Thursday, September 14, 2006

    Jesus Camp (updated)

    Recently one of the youth at church mentioned seeing this preview for the documentary Jesus Camp and she was clearly disturbed by what she saw and asked if we could go as a group to see the film and talk about its implications.

    A synopsis of "Jesus Camp" from Rotten Tomatoes:
    A growing number of Evangelical Christians believe there is a revival underway in America whereby Christian youth must take up the leadership of the conservative Christian movement. JESUS CAMP, directed by Heidi Ewing and Rachel Grady (The Boys of Baraka), follows Levi, Rachael, Tory and a number of other young children to Pastor Becky Fischer's Kids on Fire summer camp in Devil's Lake, North Dakota, where kids as young as 6 years-old are taught to become dedicated Christian soldiers in God's army. The film follows these children at camp as they hone their prophetic gifts and are schooled in how to take back America for Christ. The film is a first-ever look into an intense training ground that recruits born-again Christian children to become an active part of America's political future.

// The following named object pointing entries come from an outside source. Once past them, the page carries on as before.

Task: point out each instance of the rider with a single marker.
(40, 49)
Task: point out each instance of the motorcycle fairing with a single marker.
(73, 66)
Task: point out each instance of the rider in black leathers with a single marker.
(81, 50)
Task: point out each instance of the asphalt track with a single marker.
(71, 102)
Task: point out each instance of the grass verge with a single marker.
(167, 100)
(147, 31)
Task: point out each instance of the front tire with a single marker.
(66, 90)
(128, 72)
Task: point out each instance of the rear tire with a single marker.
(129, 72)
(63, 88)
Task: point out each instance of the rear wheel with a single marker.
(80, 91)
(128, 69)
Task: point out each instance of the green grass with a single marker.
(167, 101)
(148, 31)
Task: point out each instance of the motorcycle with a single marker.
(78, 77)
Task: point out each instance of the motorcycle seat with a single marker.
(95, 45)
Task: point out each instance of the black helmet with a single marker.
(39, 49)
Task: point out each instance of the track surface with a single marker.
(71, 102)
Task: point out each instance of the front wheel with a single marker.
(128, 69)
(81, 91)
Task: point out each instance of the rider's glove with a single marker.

    My initial reaction to viewing the trailer was to remember that the first region of a young person's brain to fully develop is the emotions center. This explains much of what I have witnessed at Christian teen events where the adults seem particularly astute at working the young people up into an emotional frenzy ending in tears rolling down their faces and declarations of devotion to Christ. This emotional high, of course, quickly wears off as the youth return to their regular lives and that devotion to Jesus is subsumed by the next thing that grabs their emotional attention.

    One homeschooling site include this unattributed observation about the film:

    The problem liberals encounter with ‘Jesus Camp’ is that it’s a challenge. These kids are smart and motivated and know what they’re fighting for. Liberals, on the other hand, generally aren’t absolutists about their beliefs. They tend to let their children come to their own conclusions.

    I think there is a great deal of truth in that statement. Fundamentalist youth are taught early on what is true and truth and what a Christian believes. Liberal youth, like the ones I tend to work with, are much less likely to be able to articulate Church doctrine, quote supporting scripture for their positions, or say unequivocally what they believe "the" Christian position to be on hot button issues. But is this a problem? What I do notice in liberal Christian youth is that they tend to have a well-developed understanding of justice and what it means to care for the "least of these" and to accept and love those who are different.

    Though I'd be interested in showing "Jesus Camp" to my youth, I'd be more likely in the near feature to watch with them this film from the PBS P.O.V. series: The Education of Shelby Knox. In this documentary, a senior high girl living in the Bible belt goes on a crusade to bring sex-ed to her school where a disproportionate number of teenage pregnancies are occurring. She is met with opposition from every side: the school faculty, board of education, town leaders, local pastors. Yet she persists because for her it is a justice issue. In the second half of the film, Shelby gets caught up in another controversy when she is asked to support the founding of a gay/straight alliance in her school and she finds herself in more ambiguous territory about what she thinks is the right thing to do. This film would provide an excellent spring board for a youth group discussion on issues of justice, left/right politics, the diversity of Christian thought in America, leadership, and what it means to stand up for those you consider to be "the least of these."